Painted in the same year as ‘Guernica’, Evergood’s radical and expressionist work depicted a violent clash between police and demonstrating steelworkers. At the centre of the 29×39-inch oil painting is an unarmed worker shielding his family and fellow union members from the onslaught of uniformed police personnel armed with batons and guns. A rebellious pregnant woman and a swarm of bleeding workers complete the aggressive picture.
The motivation for the ‘An American Tragedy’ painting came from the notorious ‘Memorial Day massacre’ which took place in South Chicago on May 30, 1937 (just about a month after the Guernica bombing). Evergood’s bold image, however, unlike Picasso’s ‘Guernica’, is rendered with rich colours.

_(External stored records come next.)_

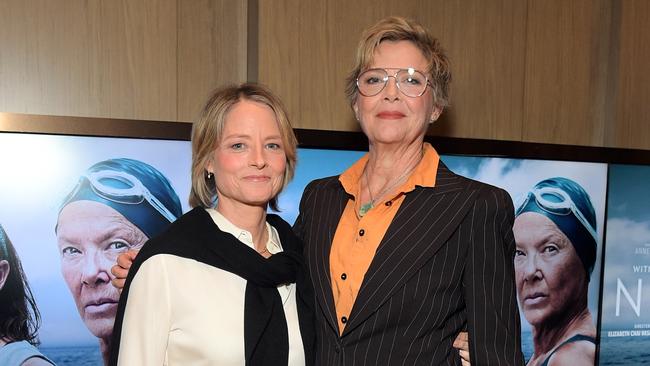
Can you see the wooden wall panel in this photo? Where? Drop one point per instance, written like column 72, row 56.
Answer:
column 212, row 50
column 306, row 49
column 566, row 63
column 631, row 126
column 89, row 58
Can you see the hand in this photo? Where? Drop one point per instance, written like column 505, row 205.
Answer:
column 121, row 269
column 462, row 345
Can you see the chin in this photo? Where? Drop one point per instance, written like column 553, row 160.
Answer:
column 101, row 328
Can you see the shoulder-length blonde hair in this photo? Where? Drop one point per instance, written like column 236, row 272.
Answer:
column 401, row 29
column 207, row 133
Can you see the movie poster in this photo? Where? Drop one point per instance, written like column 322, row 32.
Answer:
column 39, row 172
column 518, row 177
column 625, row 334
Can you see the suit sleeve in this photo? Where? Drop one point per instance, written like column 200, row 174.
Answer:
column 489, row 283
column 147, row 316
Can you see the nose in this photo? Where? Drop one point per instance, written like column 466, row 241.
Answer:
column 257, row 157
column 391, row 91
column 530, row 269
column 95, row 271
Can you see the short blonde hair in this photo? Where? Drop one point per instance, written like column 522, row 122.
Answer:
column 208, row 130
column 401, row 29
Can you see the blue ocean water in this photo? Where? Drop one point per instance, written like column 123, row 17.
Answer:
column 628, row 351
column 74, row 356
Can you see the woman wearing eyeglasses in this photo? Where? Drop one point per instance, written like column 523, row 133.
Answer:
column 226, row 284
column 555, row 230
column 404, row 253
column 19, row 316
column 116, row 205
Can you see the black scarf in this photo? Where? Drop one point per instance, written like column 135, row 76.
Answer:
column 195, row 236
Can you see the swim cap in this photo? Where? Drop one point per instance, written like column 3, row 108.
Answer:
column 135, row 189
column 567, row 204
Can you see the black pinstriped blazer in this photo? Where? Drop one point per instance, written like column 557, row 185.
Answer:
column 444, row 264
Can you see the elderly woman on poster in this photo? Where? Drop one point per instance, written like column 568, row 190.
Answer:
column 555, row 231
column 116, row 205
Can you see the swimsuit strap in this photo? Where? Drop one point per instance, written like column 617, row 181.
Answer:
column 575, row 338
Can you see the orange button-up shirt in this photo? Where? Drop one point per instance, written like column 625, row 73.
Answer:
column 357, row 238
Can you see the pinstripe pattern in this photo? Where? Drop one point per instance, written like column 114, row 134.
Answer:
column 444, row 264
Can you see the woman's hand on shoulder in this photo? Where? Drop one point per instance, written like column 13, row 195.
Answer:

Six months before the Memorial Day massacre, Evergood had personally experienced the brute power of police aggression. He was one among the hundreds of protesting artists in New York City who were beaten and dragged by the police. “My nose was broken, blood was pouring out of my eyes, my ear was all torn down, my overcoat had been taken and the collar ripped off, and they hardly recognised me when I was pushed out by the police,” recalled Evergood of the incident. “I don’t think that anybody who hasn’t really been beaten up by the police badly, as I have, could have painted ‘An American Tragedy.’”
Some historians find formal and compositional similarities between ‘An American Tragedy’ and Picasso’s ‘Guernica’. Both are seen to depict the violence of the times; aggressors attacking unarmed people; fallen figures; and in general, showing fierce aspects of ideological conflicts.
“Evergood’s depiction of police brutality resonates with contemporary images of fascist aggression in Europe,” writes art historian Dr Lara Kuykendall. “Thus, ‘An American Tragedy’ manifests Evergood’s fierce opposition to the menacing rise of Adolf Hitler and the Nazi party in Germany and the concurrent atrocities committed by Francisco Franco in Spain. This interpretation broadens the painting’s sphere of significance beyond the plight of American labour unions and inaugurates Evergood’s American worker as a global antifascist hero as well.”
Realist paintings
Born in New York on October 26, 1901, Evergood studied at Cambridge University, the Slade School of Art in London, the Art Students League in New York and Julien’s Academy in Paris.
He was among the group of prominent American artists of the 1930s who used everyday people as heroic figures. A well-known propagandist and social innovator, his reputation was established with realist paintings that underscored the plight of the common man.
An active member of the American Artists Congress, he served as president of the Artists Union in the mid-1930s. “I have painted more social protest paintings than anyone else in America,” he said in an interview. “I have devoted nine-tenths of my life to painting social protest paintings.” In later years, his paintings are said to have become less expressionist and more sober without losing their universal, humanist tones.